Photo by Sophie Merittt & Haley Scull/The Barnard Bulletin
By Pai Sinpatanasakul May 6, 2026
Walk into the Milstein Center or Joe Coffee, and you will hear the same hum of finance recruiting and coffee chats. For those of us in economics, the conversation usually revolves around internship cycles or the latest Fed rate hike. But this semester, a new term has entered the campus lexicon: Kalshi.
Kalshi, once a niche platform for hedging macro-risks, has exploded into a billion-dollar trading platform. Scroll through Kalshi, and you will see contracts on interest rate cuts, government shutdowns, and election outcomes.
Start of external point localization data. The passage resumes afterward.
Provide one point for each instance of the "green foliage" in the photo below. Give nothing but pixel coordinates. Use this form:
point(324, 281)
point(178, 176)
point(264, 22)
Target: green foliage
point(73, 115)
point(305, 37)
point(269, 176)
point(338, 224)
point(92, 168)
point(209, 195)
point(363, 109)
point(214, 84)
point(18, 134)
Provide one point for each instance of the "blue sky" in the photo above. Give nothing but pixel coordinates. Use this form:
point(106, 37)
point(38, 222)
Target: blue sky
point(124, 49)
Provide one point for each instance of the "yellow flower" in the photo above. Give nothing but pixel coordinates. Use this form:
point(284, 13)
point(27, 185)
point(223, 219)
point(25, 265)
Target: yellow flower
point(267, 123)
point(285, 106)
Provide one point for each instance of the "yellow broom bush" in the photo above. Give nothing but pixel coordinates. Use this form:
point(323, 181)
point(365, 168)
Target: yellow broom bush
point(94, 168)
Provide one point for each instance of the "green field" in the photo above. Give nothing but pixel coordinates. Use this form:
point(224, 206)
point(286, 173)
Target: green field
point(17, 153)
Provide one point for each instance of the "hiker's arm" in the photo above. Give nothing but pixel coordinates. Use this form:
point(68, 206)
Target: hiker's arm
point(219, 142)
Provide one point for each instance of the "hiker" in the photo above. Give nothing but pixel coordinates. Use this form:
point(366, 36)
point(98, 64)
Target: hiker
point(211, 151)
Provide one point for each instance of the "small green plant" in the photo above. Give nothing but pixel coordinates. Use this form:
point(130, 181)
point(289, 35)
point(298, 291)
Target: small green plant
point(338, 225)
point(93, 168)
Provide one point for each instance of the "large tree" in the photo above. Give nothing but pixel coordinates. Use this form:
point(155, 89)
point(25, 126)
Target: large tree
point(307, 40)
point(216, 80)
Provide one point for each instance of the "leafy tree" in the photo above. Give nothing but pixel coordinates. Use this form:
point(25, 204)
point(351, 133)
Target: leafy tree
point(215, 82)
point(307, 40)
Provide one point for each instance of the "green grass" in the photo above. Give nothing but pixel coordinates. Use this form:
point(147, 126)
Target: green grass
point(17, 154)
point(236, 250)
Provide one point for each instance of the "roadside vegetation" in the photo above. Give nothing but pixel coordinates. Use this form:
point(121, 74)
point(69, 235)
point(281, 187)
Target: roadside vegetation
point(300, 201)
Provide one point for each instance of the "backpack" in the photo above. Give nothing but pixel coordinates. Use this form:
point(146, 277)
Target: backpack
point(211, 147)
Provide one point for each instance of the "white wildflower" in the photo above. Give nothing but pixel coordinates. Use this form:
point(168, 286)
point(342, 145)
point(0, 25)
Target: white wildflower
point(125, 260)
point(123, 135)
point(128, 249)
Each contract trades like a price: 63 cents if the market thinks there is a 63 percent chance of the outcome.
On April 20, Kalshi’s weekly trading volume hit a staggering $3.91 billion. For some, it is a revolutionary platform that aggregates the wisdom of the crowd. But for those of us watching from Broadway, just a subway ride away from the Southern District of New York (SDNY), it looks less like a breakthrough in market efficiency and more like a high-stakes casino for everything.
Economists from Friedrich Hayek to Eugene Fama have argued that markets excel at processing decentralized knowledge. Hayek’s insight that no central planner can match the informational efficiency of prices now extends beyond goods and securities into the future itself.
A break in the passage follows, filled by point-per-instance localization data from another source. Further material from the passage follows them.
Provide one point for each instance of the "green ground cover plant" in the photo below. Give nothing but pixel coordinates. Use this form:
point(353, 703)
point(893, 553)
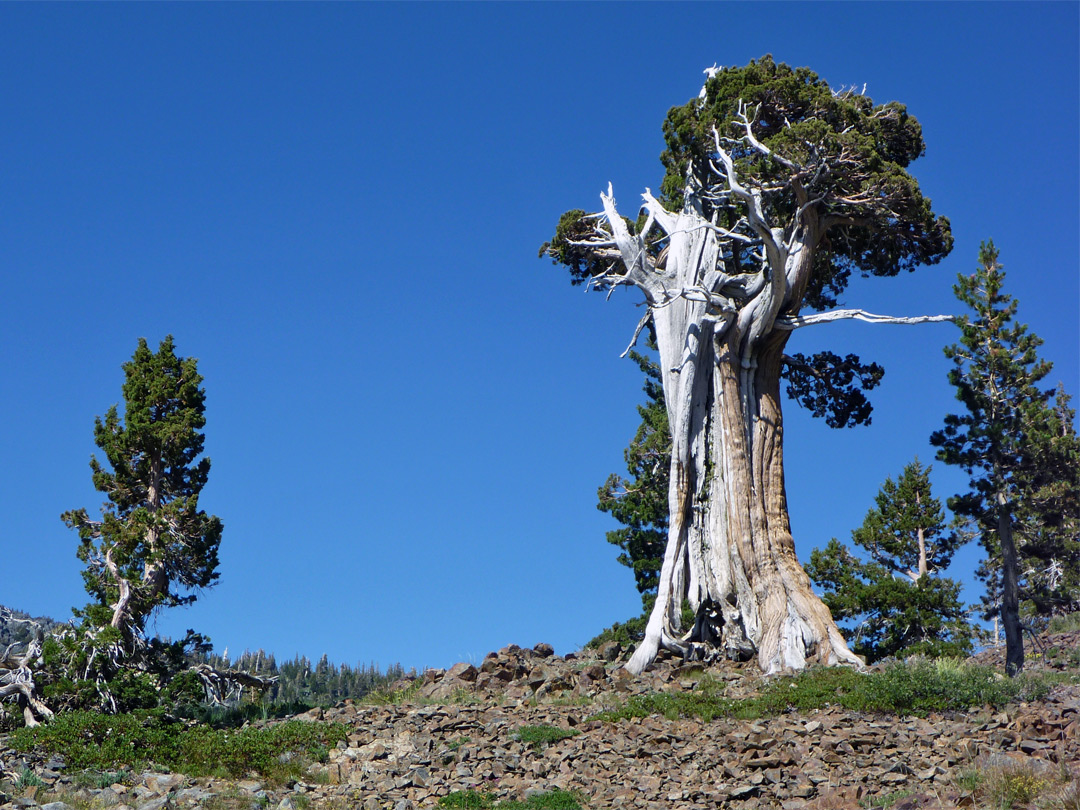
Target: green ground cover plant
point(540, 737)
point(909, 688)
point(476, 800)
point(92, 741)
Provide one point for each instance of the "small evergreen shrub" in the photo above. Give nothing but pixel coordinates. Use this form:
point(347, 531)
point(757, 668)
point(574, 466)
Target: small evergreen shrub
point(540, 737)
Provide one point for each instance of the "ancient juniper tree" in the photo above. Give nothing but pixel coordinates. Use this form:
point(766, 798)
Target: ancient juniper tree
point(777, 190)
point(153, 547)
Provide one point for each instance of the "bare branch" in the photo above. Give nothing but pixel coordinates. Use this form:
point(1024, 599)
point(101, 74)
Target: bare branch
point(637, 332)
point(856, 314)
point(746, 122)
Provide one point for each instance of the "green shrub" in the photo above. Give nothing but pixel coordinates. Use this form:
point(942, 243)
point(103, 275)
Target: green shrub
point(910, 688)
point(91, 741)
point(474, 800)
point(625, 633)
point(1065, 623)
point(467, 800)
point(550, 800)
point(539, 737)
point(28, 779)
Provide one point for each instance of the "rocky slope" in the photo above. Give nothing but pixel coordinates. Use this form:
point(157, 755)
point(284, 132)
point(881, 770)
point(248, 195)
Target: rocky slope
point(458, 730)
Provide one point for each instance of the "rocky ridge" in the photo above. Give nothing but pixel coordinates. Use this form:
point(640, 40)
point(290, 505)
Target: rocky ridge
point(458, 729)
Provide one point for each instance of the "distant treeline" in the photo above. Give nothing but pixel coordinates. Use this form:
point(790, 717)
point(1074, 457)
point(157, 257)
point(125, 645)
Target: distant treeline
point(299, 682)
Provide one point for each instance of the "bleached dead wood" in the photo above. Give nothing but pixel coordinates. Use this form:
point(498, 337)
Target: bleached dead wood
point(720, 335)
point(16, 675)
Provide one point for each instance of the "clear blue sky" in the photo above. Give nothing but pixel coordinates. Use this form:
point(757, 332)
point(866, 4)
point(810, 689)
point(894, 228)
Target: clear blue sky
point(337, 208)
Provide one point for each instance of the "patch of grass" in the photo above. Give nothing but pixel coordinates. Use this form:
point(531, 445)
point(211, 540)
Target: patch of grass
point(887, 800)
point(1065, 623)
point(540, 737)
point(475, 800)
point(92, 741)
point(467, 800)
point(909, 688)
point(969, 780)
point(550, 800)
point(100, 780)
point(28, 779)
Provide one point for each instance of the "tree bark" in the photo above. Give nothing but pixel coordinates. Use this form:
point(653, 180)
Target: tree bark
point(1010, 590)
point(730, 553)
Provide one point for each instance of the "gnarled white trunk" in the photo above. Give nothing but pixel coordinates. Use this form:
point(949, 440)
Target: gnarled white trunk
point(729, 552)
Financialization refers to the rising influence of financial markets, stakeholders, and motives on the economy. The rise of Kalshi is a prime example of this growing financialization. However, it has come with its own set of challenges.
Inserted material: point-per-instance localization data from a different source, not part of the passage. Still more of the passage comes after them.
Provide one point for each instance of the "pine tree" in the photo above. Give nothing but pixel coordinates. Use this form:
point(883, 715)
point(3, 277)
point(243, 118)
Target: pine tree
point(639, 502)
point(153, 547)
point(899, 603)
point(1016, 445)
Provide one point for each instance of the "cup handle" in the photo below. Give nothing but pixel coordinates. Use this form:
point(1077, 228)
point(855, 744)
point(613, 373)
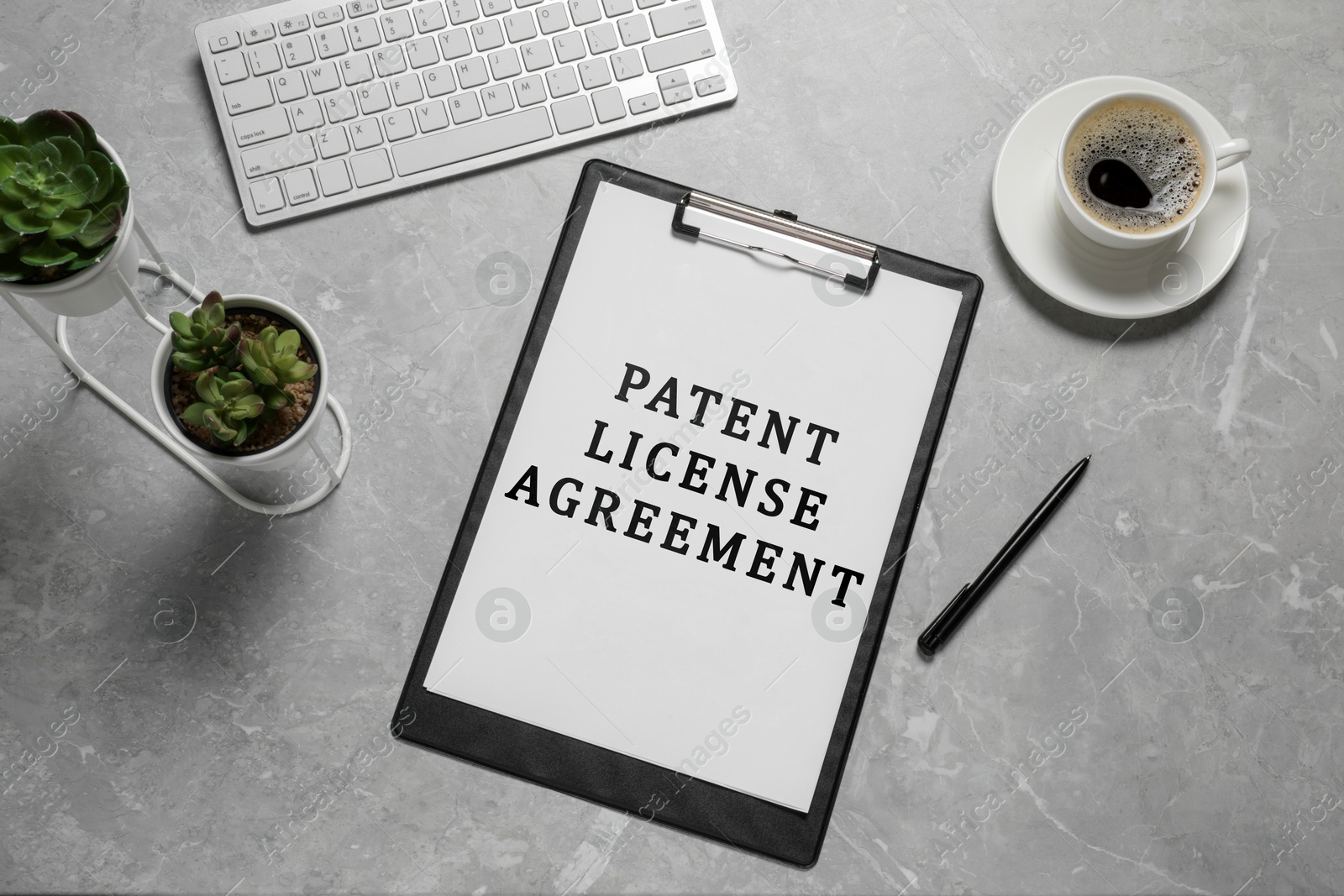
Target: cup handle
point(1233, 152)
Last month’s legal developments have catapulted prediction markets into a new, unregulated frontier. On April 6, the Third Circuit Court of Appeals handed Kalshi a massive victory, ruling that its event contracts — even those involving sports — are “swaps” under federal oversight rather than “gambling” subject to state law.
By rebranding bets as derivatives, Kalshi has essentially achieved a regulatory loophole. It has effectively bypassed the consumer protections that govern traditional sportsbooks. While the Sixth Circuit is still allowing some states to fight back, it is clear that we are moving toward a world where every outcome, from a Senate bill’s passage to the winner of the Ivy League tournament, is a tradeable asset.
As a student on the political economy track, I am taught that markets are the ultimate information aggregators. The theory is seemingly logical: if you have “skin in the game,” you are more likely to provide an honest prediction.
However, the reality is increasingly messy. On April 23, the SDNY brought a first-of-its-kind insider trading case against a U.S. soldier for trading on classified information via prediction markets. When we turn the future into a speculative market, it is possible for us to invite corruption. We risk creating a world where individuals have a financial incentive to see catastrophic events, like climate disasters or geopolitical conflicts, actually occur.
At Barnard and Columbia, we pride ourselves on being at the intersection of theory and practice. Many of us will go on to work in the very institutions currently debating the ethics of these markets. But we have to ask ourselves: what does it mean to financialize our social lives?
When 90 percent of a platform’s volume is driven by sports betting, the argument for “economic hedging” starts to feel performative, and more like betting on the future.
At its most optimistic, Kalshi is an experiment in applied economic theory — a real-world test of whether markets can aggregate knowledge about the future. At its most cynical, it is another step in the expansion of financial logic into domains that were once governed by ethics, politics, and social responsibility. At Barnard, where we are taught to question systems of power and think critically about structures, that expansion deserves scrutiny.